Mismatch in Similarity Search Results, OpenAI vs. Azure OpenAI Embeddings

Question

Mismatch in Similarity Search Results, OpenAI vs. Azure OpenAI Embeddings

firi berhane 0

We have deployed the "text-embedding-ada-002" embedding model on our Azure resources and are using them in our codebase to create an AzureOpenAIEmbedding instance for similarity search and document retrieval. The similarity search is conducted on a vector store where the embeddings were generated using an OpenAI embedding instance, which is not from Azure.

Although the implementation runs without errors, the retrieved documents are not similar to the search query. This issue did not occur when we were using OpenAI embeddings directly. We used the same model, "text-embedding-ada-002" with the same dimension value of 1536, but from different model providers—OpenAI vs. Azure OpenAI.

Why is this happening?

1 answer

Your answer

Answer 1

Hi @firi berhane ,

Welcome to the Microsoft Q&A and thank you for posting your questions here.
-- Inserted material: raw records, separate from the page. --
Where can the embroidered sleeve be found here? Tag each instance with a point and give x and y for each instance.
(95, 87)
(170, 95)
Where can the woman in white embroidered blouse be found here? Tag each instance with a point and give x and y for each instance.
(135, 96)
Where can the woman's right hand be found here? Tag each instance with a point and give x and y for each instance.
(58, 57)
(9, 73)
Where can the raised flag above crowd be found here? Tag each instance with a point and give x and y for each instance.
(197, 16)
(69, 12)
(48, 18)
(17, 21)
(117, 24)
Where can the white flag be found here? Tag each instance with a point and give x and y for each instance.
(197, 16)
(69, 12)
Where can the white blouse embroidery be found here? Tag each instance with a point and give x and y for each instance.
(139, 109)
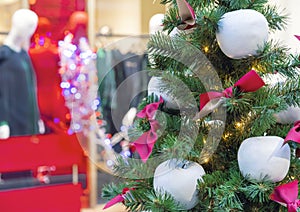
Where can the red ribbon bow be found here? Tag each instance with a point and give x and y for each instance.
(145, 143)
(187, 15)
(209, 101)
(293, 134)
(287, 194)
(117, 199)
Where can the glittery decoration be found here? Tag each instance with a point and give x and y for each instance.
(79, 82)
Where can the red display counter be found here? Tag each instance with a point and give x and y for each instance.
(66, 190)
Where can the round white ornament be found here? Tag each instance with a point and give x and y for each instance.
(179, 178)
(241, 33)
(155, 86)
(264, 158)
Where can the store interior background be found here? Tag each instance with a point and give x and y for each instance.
(113, 20)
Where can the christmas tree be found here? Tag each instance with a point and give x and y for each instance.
(217, 131)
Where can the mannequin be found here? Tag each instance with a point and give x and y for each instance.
(50, 99)
(18, 103)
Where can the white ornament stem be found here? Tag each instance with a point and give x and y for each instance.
(241, 33)
(288, 116)
(155, 86)
(264, 158)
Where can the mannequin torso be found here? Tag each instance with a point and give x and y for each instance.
(18, 105)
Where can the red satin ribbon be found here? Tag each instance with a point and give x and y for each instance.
(145, 143)
(287, 194)
(187, 15)
(293, 134)
(117, 199)
(250, 82)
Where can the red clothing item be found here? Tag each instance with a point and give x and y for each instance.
(45, 60)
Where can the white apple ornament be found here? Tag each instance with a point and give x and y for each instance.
(264, 158)
(179, 178)
(241, 33)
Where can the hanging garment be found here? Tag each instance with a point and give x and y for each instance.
(123, 84)
(18, 101)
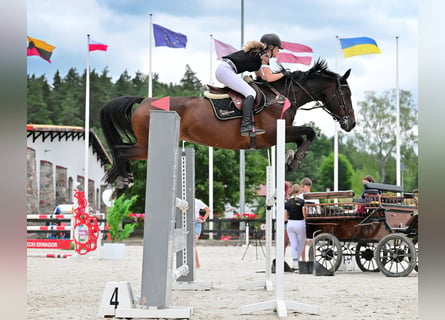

The issue you're experiencing could be due to several factors:

Differences in Implementation
Vector Store Configuration
Normalization and Preprocessing
Network and Latency Issues

To address this issue, you can try the following steps:

Verify Consistency: Ensure that the same preprocessing steps are applied to the text before generating embeddings in both implementations.
1. Verify the exact model version used in your Azure OpenAI deployment. Check the model parameter in your code and ensure it matches the deployment name in Azure (e.g., deployment_name="your-azure-deployment-name").
2. Ensure consistency: Normalize embeddings from both OpenAI and Azure OpenAI if your vector store uses cosine similarity.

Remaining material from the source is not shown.